1995 Flatiron 3MB Bouzouki

Update August 2016: I've updated portions of the blog post and will post a few new extra pictures, soon. Suffice to say, I've made a 2nd bridge for this for use in stringing this in tenor guitar range (CGDA or DGBE) with octaves and I've also made the original bridge adjustable. It's currently strung GDAE as normal and also has a nice K&K pickup installed with a jack at the tailpiece. Strings are currently 40w, 30w, 18w, 11 and I've recorded a new soundclip and taken a few new pics of the adjustments:

The frets are freshly leveled and dressed.

The bridge is now adjustable (thankee-Gods).

I also added a jack for the K&K pickup right through the tailpiece and replaced the original strap buttons with nicer, more old-fashioned ones.

Now back to the original post...

I've wanted a practical bouzouki since I was in high school (I was learning mandolin at the time), but I haven't gotten around to fulfilling that until this Friday when this arrived. I knew I wanted a Flatiron "pancake" style zouk as I'd tried them before and loved the simplicity, feel, and mids-y, 70s Planxty-ish tone from them. So -- I posted a want-ad on MandolinCafe (don't you love that site?) and a reply came from Mr. Charley (thanks!) with a photo of this curious, brown-stained, satin-finished, '95 model zouk. I can't help but like the oddballs (most Flatiron zouks are finished in natural) and so the aesthetics matched-up perfectly.

It's 21 years of age as of this post, so there's a ding or two here and there, but overall it's in excellent shape and I had it setup on-the-dot after just 10 minutes of adjustments (it was playing nice to begin with) out of the case. I was playing a show Friday night, so I brought it along to show off, and when our first set (plugged-in acoustic) was rained-out, I got to play this a bunch for the remainder of our now-indoors second set. I'm super-pleased. It's just what was needed -- especially on backup for old-timey songs like Skillet Good & Greasy and the like.

This one is solid spruce over solid, birdseye maple. The neck is maple as well and the board and bridge are ebony.

I play these in GDAE tuning and tonally, this is far-more-similar to older flatback zouks of the 70s than it is to a modern Celtic-style zouk which generally has a bigger body with either a carved or induced dome/arch to the top. The "new-style" instruments will have a lot more bass oomph but if you're like me, that's actually not an advantage with an instrument like this where you want it to sit in its own frequency range within a group rather than blend directly into the same response range as guitars.

I like these to have a "waaarrrng" sound rather than a "thrummm" sound, if that makes sense to you.

The frets have only the tiniest wear, so a level/dress won't be needed for a good while.

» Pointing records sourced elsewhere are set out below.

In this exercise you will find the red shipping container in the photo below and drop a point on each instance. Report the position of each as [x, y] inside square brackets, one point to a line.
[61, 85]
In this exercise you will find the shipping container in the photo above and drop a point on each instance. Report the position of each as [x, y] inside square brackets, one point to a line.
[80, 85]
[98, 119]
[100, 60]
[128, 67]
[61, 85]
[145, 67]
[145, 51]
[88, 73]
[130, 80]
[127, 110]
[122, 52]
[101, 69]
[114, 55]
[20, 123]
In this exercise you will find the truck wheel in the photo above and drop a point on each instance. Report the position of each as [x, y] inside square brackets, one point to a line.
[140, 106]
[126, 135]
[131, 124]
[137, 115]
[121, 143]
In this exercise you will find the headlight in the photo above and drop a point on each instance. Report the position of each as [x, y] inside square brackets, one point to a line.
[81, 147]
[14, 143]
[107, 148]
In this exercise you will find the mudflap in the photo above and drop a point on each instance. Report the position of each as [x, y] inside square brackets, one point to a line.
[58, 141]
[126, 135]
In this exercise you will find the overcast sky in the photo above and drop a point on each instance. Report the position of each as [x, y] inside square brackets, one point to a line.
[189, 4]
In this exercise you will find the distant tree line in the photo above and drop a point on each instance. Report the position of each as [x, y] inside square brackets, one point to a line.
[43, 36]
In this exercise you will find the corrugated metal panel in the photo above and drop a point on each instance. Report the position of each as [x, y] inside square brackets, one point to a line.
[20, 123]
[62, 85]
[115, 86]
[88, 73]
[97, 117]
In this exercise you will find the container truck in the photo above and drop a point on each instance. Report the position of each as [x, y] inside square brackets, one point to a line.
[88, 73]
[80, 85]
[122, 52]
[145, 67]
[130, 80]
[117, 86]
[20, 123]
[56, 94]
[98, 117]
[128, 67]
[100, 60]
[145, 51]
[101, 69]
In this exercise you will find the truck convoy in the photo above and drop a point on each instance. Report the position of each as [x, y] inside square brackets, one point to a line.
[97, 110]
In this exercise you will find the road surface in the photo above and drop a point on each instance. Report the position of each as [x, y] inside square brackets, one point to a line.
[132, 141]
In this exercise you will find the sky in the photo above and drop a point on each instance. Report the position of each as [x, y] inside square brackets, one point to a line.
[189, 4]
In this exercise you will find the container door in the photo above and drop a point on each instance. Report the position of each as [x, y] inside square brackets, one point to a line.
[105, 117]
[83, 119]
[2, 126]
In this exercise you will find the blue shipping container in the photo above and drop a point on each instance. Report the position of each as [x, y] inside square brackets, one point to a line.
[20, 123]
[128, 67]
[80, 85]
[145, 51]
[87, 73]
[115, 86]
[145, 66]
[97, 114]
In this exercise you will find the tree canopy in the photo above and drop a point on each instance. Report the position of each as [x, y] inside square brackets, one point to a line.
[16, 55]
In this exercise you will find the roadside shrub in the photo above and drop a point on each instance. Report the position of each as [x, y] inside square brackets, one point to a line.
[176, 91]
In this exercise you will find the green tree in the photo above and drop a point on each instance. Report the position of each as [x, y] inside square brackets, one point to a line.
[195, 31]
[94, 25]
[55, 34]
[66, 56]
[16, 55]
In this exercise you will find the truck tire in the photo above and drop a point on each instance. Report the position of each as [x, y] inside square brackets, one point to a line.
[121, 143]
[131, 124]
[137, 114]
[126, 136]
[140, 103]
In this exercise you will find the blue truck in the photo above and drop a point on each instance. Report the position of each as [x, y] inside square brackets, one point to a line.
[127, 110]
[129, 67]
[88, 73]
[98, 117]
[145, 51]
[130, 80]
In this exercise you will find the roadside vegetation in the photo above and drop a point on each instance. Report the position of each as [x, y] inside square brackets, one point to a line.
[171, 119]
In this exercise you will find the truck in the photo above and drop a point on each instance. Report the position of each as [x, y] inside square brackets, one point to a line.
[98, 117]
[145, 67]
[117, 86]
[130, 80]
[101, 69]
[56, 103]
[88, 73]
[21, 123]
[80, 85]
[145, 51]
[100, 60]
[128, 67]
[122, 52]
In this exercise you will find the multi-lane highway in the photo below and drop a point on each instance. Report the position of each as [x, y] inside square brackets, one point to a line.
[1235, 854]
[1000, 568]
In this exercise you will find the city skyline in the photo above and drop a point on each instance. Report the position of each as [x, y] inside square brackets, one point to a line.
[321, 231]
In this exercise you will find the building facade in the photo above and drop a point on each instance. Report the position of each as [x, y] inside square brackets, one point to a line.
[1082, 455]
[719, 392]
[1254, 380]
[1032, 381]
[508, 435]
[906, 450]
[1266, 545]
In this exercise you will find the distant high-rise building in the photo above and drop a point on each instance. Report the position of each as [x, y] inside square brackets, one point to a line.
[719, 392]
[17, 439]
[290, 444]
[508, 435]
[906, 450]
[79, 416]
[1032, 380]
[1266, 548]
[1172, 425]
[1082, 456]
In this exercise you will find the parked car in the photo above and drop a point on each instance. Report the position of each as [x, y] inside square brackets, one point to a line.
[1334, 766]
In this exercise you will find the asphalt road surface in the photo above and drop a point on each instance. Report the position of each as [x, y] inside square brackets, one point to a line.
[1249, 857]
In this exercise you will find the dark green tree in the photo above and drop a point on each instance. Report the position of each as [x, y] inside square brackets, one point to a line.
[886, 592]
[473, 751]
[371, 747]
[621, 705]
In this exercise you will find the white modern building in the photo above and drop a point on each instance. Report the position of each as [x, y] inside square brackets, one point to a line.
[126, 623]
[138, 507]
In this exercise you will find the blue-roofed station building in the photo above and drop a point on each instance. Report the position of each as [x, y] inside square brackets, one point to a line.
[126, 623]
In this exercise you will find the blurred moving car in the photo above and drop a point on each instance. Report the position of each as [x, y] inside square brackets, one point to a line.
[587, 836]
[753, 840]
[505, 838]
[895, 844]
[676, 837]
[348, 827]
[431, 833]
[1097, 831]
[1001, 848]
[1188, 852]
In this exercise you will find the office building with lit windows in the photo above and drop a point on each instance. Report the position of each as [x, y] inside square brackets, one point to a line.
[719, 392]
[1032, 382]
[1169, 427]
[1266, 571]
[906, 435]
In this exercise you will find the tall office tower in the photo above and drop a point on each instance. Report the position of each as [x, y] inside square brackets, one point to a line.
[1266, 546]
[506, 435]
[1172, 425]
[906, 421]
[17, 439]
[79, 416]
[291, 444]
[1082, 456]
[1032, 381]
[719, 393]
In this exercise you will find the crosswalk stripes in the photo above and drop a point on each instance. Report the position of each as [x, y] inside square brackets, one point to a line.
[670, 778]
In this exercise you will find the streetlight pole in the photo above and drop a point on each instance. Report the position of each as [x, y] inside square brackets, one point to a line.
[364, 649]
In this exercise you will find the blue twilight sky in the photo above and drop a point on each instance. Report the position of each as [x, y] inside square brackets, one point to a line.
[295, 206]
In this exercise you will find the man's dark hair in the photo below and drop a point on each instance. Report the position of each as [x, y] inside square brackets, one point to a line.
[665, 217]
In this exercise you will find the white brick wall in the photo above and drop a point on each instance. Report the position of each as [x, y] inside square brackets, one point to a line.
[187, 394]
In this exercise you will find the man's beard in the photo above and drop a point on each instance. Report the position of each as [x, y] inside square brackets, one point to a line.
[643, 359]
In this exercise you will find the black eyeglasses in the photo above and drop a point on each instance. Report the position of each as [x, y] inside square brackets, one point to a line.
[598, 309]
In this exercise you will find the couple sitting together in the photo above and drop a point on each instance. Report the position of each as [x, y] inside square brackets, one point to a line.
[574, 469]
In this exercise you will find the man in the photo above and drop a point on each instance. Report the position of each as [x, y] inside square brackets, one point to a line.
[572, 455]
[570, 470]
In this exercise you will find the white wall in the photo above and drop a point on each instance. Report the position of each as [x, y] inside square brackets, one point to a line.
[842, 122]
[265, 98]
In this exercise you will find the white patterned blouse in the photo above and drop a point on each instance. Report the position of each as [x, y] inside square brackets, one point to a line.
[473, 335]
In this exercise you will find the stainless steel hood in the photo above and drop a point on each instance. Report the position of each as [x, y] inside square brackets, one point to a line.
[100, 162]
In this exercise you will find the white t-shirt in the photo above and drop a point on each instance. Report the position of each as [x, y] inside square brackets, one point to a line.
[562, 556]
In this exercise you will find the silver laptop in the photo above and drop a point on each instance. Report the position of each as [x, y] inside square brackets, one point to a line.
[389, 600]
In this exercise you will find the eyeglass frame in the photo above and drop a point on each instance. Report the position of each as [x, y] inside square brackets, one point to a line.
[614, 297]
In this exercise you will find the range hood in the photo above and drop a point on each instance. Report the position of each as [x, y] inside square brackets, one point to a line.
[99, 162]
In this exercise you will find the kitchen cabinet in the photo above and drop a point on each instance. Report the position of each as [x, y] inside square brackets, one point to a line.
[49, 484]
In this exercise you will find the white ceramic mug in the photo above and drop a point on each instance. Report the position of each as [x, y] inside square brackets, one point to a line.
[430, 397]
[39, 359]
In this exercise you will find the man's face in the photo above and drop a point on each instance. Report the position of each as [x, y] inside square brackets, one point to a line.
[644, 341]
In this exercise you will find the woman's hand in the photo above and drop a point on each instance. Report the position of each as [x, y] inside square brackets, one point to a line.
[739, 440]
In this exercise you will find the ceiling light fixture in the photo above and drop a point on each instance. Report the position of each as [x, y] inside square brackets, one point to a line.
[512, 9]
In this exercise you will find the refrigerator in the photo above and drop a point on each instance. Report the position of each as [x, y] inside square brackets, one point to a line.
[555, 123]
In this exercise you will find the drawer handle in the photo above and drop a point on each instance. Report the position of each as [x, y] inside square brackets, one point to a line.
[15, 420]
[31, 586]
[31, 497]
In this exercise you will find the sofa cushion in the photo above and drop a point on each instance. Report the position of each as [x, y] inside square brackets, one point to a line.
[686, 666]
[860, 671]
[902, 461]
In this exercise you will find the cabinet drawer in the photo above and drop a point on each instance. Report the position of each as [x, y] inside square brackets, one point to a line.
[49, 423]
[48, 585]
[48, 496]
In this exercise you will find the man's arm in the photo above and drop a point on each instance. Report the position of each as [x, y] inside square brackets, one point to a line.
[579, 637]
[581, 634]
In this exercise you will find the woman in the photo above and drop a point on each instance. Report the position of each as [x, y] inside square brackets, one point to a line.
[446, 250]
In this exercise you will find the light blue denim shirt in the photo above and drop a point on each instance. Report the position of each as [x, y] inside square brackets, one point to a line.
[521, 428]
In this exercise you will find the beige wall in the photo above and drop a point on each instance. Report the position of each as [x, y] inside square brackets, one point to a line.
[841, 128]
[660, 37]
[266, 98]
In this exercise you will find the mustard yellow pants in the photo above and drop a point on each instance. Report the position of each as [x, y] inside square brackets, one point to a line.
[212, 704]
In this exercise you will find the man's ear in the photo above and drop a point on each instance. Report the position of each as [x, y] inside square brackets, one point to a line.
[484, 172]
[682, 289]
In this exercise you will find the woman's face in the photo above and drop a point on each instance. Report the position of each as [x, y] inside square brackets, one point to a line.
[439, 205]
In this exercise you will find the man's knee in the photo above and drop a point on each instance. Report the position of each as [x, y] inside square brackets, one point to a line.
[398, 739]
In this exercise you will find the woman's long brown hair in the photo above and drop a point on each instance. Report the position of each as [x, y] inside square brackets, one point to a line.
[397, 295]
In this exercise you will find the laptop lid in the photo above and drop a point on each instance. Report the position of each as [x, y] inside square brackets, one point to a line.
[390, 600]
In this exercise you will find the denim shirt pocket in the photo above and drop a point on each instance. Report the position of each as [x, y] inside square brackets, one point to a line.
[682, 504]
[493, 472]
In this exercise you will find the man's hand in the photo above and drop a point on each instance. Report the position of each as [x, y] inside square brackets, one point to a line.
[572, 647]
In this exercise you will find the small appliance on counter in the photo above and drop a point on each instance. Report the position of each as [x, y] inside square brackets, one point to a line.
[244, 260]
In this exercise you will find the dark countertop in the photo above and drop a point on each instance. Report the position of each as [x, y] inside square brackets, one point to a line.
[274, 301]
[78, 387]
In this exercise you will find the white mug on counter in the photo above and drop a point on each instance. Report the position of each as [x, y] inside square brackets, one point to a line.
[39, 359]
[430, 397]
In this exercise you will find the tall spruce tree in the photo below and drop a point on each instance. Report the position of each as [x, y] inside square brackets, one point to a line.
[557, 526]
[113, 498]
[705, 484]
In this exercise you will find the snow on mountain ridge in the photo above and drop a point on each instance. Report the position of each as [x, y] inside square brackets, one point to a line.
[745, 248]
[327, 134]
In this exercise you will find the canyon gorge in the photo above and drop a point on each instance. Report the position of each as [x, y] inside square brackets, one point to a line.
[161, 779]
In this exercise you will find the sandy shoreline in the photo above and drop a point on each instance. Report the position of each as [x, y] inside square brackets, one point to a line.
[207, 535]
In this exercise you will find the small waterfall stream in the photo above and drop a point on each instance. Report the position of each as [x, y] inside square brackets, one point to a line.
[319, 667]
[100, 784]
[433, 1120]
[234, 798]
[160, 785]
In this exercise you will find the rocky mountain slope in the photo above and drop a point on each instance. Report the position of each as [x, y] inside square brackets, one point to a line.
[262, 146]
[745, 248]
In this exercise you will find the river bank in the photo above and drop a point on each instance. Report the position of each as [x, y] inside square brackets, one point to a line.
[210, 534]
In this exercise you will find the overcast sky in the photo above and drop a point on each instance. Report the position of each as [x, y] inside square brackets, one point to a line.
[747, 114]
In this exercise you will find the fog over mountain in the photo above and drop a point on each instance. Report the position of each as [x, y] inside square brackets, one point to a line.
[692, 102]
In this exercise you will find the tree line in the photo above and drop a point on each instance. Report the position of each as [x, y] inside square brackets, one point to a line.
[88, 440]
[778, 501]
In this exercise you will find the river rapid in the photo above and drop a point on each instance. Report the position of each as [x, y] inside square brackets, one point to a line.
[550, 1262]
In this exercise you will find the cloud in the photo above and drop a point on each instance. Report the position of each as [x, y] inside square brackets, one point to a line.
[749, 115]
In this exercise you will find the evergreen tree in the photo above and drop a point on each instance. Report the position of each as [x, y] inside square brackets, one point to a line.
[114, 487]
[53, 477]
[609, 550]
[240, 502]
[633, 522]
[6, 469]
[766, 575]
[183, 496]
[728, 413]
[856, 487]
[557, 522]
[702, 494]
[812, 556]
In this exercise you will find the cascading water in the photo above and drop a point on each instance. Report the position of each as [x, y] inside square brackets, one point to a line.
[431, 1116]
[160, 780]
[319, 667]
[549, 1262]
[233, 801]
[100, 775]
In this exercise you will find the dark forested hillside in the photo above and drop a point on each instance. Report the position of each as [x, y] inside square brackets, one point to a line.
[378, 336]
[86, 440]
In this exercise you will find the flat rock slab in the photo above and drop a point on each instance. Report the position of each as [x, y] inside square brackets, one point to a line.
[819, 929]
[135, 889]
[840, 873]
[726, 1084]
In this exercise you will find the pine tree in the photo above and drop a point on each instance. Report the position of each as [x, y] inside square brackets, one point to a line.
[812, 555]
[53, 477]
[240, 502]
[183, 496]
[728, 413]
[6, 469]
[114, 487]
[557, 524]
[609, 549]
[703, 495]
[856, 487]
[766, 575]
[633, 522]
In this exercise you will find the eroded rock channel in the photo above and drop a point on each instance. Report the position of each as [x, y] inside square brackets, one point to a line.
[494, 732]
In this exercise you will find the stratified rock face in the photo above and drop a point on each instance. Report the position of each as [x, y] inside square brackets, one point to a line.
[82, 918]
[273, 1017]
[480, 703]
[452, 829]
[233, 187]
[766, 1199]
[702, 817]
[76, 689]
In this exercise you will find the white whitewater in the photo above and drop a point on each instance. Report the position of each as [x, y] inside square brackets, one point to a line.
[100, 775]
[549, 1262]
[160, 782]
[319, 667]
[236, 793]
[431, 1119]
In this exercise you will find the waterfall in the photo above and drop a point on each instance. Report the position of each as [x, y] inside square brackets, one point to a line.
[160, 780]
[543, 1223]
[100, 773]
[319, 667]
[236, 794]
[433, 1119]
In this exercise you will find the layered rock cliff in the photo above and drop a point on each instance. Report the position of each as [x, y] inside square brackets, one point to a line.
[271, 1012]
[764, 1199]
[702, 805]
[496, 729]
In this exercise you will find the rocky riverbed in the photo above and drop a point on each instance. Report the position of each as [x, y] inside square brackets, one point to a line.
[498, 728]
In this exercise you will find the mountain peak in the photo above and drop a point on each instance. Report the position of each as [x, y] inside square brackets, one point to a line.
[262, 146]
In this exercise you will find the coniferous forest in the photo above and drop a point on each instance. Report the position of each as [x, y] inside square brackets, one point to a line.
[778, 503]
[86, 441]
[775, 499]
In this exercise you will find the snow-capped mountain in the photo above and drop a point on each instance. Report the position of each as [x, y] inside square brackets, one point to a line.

I'll probably make a new, ebony, adjustable bridge for this (I like to be able to nudge my setup on the fly -- it's just a hair low on the G at the moment), but the original one sounds good.

The scale is 23 1/2" on these guys so the unwound A is just at the point it could sound thin as an unwound string, but I've never been keen on wound As in octave mando/zouk GDAE stringing (they lose the brushy, jangly sound I like), so I was happy to hear a nice, balanced sound out of this with only 16s for the A.

The binding and purfling really pops against the brown, huh?

The dark stain covers up the eye-popping birdseye to some degree, but in the sun you can see it jump right out.

The later Flatirons, thankfully, use nicer-grade tuners like these.

Don't you love the look of the old pancake body style? It's a classic look that gives these instruments a bit more timelessness than some other (read: modern, Celtic-tinged) zouk designs.